This document discusses Archimedes' principle and buoyancy. It explains that objects float if they displace a weight of fluid equal to their own weight, with the upward buoyant force equaling the weight of fluid displaced. Ships float because their shape displaces more water than a ball of the same weight, creating more upward buoyant force. Submarines and fish control their buoyancy through ballast tanks and swim bladders that alter their density.

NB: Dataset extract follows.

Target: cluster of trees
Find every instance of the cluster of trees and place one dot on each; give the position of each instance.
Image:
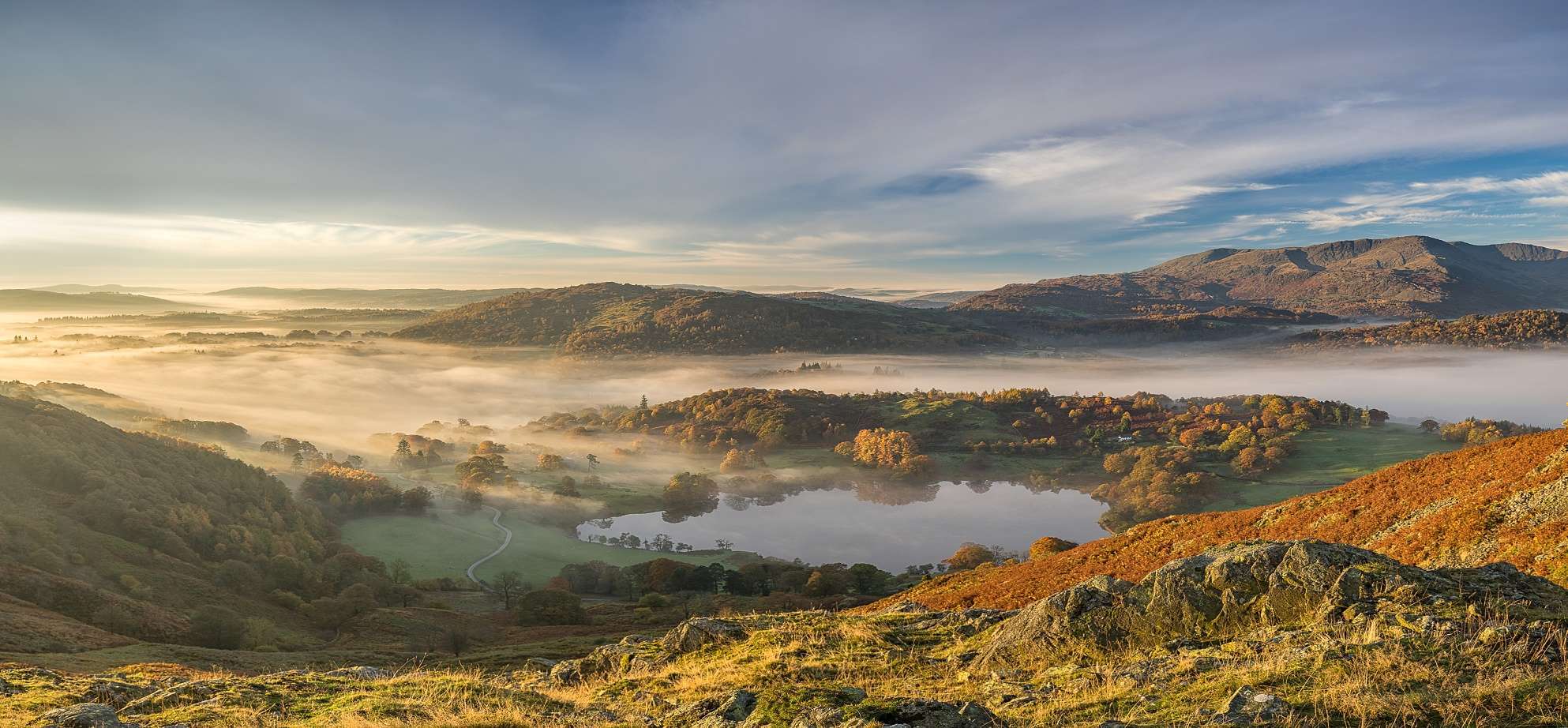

Oil spills are contained by oil's lower density causing it to float on water.

2. Why do
ships float?

3. Archimedes
Principle
States that the upward buoyant
force that is exerted on an object
immersed in a fluid, whether fully
or partially submerged, is equal to
the weight of the fluid that the
object displaces
Buoyant Force (N) =
Weight of Liquid Displaced =
(Mass Liquid x 9.8m/s^2)

4. Buoyancy
• Definition: The upward
supportive force on an object in
a fluid
• The force of gravity acting
downward on a floating object
must be equal to the buoyant
force of the water acting
upwards
• If an object sinks, the force of
gravity is greater than the
buoyant force

5. Sinking vs Floating
Floating object:
Mass of Object (kg) = Mass of Liquid
Displaced (kg)
Weight of Object (N) = Weight of
displaced liquid (N)/Buoyant force (N)
Sinking object:
Mass of Object (kg) > Mass of Liquid
Displaced (kg)
Weight of Object (N) > Weight of
displaced liquid (N)/Buoyant force (N)

7. Example: If 100 kg of water is displaced by a floating object, the
buoyant force is equal to the weight of the water.
If the weight of the water displaced is 980N, then the
buoyant force is also 980N
Weight Water = Mass x Gravity (F = m x g)
= 100kg x 9.8m/s^2 = 980N

8. Shape & Buoyancy
• The ball and the ship have the
same weight – but the ball
sinks & ship floats – why?
• Because the shape of the ship
displaces more water than
the ball (the weight of the water
displaced is greater), more
upward buoyant force is
applied allowing the ship to
float

9. A boat has a weight of
1000N. When the boat is in
water, it can displace up to
500kg of water.
1. Will this boat sink or float?
2. What is the buoyant Force?
3. What is the maximum amount
of weight this boat can carry
before sinking?

10. Buoyancy
Applications:
Oil & Water
• Oil is less dense than water – so it
floats on water
• Difference in density helps during
oil spills
• Can scoop, suck or soak up much
of the oil on top of the water

11. Buoyancy
Applications: Fish
• Swim Bladder: a controllable, balloon-like
chamber that allows fish to alter their
buoyancy
• By changing amount of oxygen in bladder, fish
alter their density and ultimately how much
water they displace (changing their buoyancy)
• More oxygen in bladder = less dense =
higher float
• Less oxygen = less dense = more sinking

12. Buoyancy Applications:
Submarines
• Ballast Tanks:
Compartments in a ship or
submarine that take in
water to keep the ship
stable or help a submarine
dive below the surface

13. Boat
Challenge
Objective: Students will design and build
a boat using aluminum foil that can carry
the most weight while floating in water.
Materials: Aluminum foil
Best Design: Awarded to the boat with
the most innovative, aesthetically
pleasing, and well-executed design.
Carry the Most Weight: Awarded to the
boat that successfully carries the greatest
amount of weight while remaining afloat.